Something else I learned, concretely, in the ballroom of the Mayflower: I hold beliefs and understandings that are in tension with each other.  Despite my best efforts at coherence and integration, it turns out I too am lost to emotional contradiction.  Because my every instinct tells me that what I felt at the Lithuanian Independence Day celebration on Thursday night isn't possible, that God, or the cosmos, doesn't move people or nations toward or away from each other, doesn't designate fates.  Such is not to say that there cannot be a great, even ultimate force of causality in the universe.  Only that if there is one, it must be infinitely richer, more complex than we can come to understand by trying to follow the illusory logic of our own experiences.

But that's what I think.  The question is what did I feel?  What did I feel?  Something new and frightening and very, very hard: connection.

At this event, in this magnificent ballroom that has hosted inaugural celebrations for a dozen presidents, a young Lithuanian-American director presented his film about the 1992 Lithuanian Olympic basketball team, titled The Other Dream Team.  A fine film about a great story, the tough little tribe of Balts busting out, desperate, heroic, even a little hilarious, wearing their donated tie-dye all over Barcelona.


Well.  The thing is... I remember this.  I remember this.  And while that may not sound like shattering news, you have to understand--in Lincoln, Nebraska, where nobody even knew the difference between Russia and the Soviet Union, or cared that the latter no longer existed; in 1992, almost 15 years before I would become a Fulbright grantee to the country and live there for seven months, and 20 years before I would find myself sitting next to Lithuanian friends, speaking (badly) the country's secretive, mathematical language amidst the resplendence of official Washington--I was watching these guys, amazed, and rooting for them.  Basketball was my thing, and I was curious about the world, and here were these guys from this incredible, complicated place, playing my game.  I was fascinated by their names and worked hard to pronounce them appropriately: Marčiulonis, Sabonis, Chomičius.  These were my guys a lifetime ago.

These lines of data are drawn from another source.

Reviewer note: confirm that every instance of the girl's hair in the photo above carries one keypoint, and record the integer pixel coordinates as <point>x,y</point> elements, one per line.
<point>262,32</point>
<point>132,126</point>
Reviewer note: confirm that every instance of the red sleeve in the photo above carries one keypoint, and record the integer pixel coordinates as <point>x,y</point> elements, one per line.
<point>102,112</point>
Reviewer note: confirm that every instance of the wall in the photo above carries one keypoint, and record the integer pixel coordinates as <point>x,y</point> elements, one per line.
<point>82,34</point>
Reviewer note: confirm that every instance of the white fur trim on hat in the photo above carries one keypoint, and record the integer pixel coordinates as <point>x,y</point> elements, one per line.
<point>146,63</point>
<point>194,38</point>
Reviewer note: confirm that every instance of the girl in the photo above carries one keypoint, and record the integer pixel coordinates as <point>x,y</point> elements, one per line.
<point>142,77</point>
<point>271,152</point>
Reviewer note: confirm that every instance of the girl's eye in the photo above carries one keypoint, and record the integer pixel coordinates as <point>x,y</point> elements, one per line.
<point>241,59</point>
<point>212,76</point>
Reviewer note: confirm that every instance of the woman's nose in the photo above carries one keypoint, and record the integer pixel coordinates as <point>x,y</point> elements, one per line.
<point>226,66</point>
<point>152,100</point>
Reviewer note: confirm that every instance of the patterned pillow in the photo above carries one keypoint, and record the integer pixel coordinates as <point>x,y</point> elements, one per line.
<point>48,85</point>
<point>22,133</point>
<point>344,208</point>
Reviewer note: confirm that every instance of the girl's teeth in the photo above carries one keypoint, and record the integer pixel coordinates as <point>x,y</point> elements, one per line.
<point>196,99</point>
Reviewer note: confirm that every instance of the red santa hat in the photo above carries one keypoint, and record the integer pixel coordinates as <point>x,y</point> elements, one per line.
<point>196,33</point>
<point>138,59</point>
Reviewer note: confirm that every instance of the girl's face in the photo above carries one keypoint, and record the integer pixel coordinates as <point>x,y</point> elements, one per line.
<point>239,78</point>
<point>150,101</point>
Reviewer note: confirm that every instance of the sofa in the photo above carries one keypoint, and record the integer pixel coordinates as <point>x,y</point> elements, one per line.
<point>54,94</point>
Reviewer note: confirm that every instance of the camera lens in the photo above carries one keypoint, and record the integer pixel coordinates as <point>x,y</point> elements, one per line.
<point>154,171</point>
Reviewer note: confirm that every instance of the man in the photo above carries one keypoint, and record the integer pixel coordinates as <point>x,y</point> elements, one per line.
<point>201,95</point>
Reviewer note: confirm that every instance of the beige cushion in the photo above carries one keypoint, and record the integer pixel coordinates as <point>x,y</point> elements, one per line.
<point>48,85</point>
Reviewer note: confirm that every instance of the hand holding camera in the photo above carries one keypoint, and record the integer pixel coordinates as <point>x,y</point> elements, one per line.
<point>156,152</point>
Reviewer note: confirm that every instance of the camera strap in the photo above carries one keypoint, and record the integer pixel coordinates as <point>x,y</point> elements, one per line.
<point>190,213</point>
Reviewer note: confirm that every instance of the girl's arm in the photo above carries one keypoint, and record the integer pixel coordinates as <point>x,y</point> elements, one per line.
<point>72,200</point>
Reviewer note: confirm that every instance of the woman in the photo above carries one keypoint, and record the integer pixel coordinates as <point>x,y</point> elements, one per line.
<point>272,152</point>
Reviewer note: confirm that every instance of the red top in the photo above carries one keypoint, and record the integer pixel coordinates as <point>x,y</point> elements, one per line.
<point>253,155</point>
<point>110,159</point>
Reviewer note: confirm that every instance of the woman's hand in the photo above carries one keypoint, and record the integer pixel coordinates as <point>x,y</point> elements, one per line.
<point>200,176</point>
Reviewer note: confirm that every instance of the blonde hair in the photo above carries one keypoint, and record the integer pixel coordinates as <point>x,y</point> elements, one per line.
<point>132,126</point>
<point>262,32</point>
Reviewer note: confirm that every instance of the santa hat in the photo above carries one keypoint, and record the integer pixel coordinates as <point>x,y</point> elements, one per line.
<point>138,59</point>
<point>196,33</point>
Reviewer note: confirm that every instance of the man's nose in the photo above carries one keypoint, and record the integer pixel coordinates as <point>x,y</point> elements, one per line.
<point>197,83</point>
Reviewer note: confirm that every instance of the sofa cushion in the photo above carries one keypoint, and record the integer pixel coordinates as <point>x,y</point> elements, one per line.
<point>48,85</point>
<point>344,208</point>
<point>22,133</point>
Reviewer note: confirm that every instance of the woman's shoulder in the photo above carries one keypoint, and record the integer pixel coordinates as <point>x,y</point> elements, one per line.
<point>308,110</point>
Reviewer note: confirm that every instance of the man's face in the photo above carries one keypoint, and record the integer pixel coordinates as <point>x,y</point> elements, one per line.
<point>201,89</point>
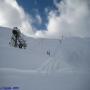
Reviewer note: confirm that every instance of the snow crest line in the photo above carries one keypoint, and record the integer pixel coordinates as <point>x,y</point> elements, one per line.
<point>17,70</point>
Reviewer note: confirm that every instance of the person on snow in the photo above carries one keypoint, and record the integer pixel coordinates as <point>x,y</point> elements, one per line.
<point>16,35</point>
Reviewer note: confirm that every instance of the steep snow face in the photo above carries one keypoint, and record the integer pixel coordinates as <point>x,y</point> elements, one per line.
<point>69,54</point>
<point>66,67</point>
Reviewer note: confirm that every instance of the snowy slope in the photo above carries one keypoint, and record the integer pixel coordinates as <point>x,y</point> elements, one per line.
<point>67,67</point>
<point>71,52</point>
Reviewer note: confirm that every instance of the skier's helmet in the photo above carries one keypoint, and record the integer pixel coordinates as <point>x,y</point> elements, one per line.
<point>15,28</point>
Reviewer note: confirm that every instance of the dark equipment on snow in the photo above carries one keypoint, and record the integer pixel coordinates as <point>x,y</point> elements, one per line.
<point>16,39</point>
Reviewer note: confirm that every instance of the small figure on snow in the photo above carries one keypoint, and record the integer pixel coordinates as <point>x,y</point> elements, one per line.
<point>16,39</point>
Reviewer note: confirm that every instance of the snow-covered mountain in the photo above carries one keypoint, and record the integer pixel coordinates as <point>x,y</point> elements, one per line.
<point>68,63</point>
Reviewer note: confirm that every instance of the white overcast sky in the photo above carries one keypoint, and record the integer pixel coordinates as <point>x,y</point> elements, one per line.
<point>73,19</point>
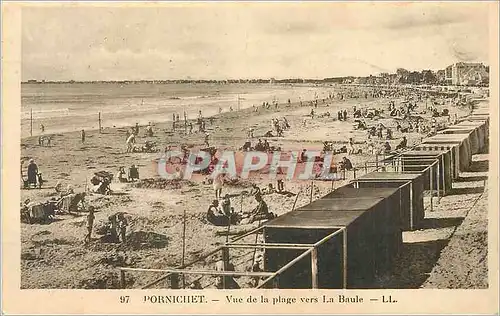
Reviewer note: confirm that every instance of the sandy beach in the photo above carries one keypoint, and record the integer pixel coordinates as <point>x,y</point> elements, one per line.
<point>54,256</point>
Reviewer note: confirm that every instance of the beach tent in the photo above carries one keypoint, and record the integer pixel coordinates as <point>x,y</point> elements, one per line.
<point>373,239</point>
<point>464,145</point>
<point>438,177</point>
<point>412,189</point>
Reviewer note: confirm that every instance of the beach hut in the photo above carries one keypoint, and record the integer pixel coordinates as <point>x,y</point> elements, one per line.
<point>412,189</point>
<point>372,239</point>
<point>471,132</point>
<point>396,195</point>
<point>464,148</point>
<point>439,177</point>
<point>481,127</point>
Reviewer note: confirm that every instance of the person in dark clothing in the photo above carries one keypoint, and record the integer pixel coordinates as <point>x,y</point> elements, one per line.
<point>346,164</point>
<point>303,156</point>
<point>402,144</point>
<point>90,224</point>
<point>215,215</point>
<point>32,172</point>
<point>387,147</point>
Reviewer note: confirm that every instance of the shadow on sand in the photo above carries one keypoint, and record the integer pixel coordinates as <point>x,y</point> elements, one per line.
<point>413,265</point>
<point>479,166</point>
<point>435,223</point>
<point>470,190</point>
<point>471,179</point>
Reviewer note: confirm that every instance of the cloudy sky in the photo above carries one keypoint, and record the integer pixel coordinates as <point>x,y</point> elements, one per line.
<point>251,40</point>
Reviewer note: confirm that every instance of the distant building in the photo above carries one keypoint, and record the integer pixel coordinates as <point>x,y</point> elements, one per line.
<point>441,75</point>
<point>467,74</point>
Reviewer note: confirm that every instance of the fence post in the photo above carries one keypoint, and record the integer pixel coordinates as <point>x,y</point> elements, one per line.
<point>344,254</point>
<point>314,268</point>
<point>100,128</point>
<point>31,122</point>
<point>312,187</point>
<point>174,281</point>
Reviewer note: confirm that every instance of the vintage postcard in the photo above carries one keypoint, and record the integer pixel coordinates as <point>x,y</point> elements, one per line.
<point>250,157</point>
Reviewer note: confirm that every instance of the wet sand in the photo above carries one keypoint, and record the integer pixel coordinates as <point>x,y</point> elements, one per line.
<point>54,255</point>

Why?  I don't know.  Coincidence is implicated, but that too is facile.  Rather, there must be a relationship, indescribable, somewhere down in the gears and mystery of human intention, between what surprises and attracts us, and what we're later able to attain.  There must be something in the long process of learning about ourselves that leads to a build-up of personal history in a place or with a people, a build-up of associations, references, experiences, images.  But where is the spark?  Where and why does this movement toward connection begin?

It's not 1992 anymore, I'm not a kid.  I still romanticize wildly in my life, but I've endured as well all the usual disillusionments.  Perhaps with respect to no topic have I been more comprehensively disillusioned (though I can already imagine myself having to recant this, several years hence) than my potential usefulness to or in the nation of Lithuania.  I see pictures now of Kaunas, and I remember nothing but my own folly, paralysis, doubt and ignominious retreat from the place five years ago.

And yet...connection.  Maybe that's what connection is, a history of disillusionment.  Maybe that's the difference between the first inexplicable flicker of interest in a place or person, and the deeper, more challenging mutual knowledge that constitutes real commitment.  Put another way, the connection I felt Thursday night at the Mayflower was not a fated connection, but something far more sacred:  it was the true measure of the last 20 years, and of the distance between Lincoln and Washington and Vilnius.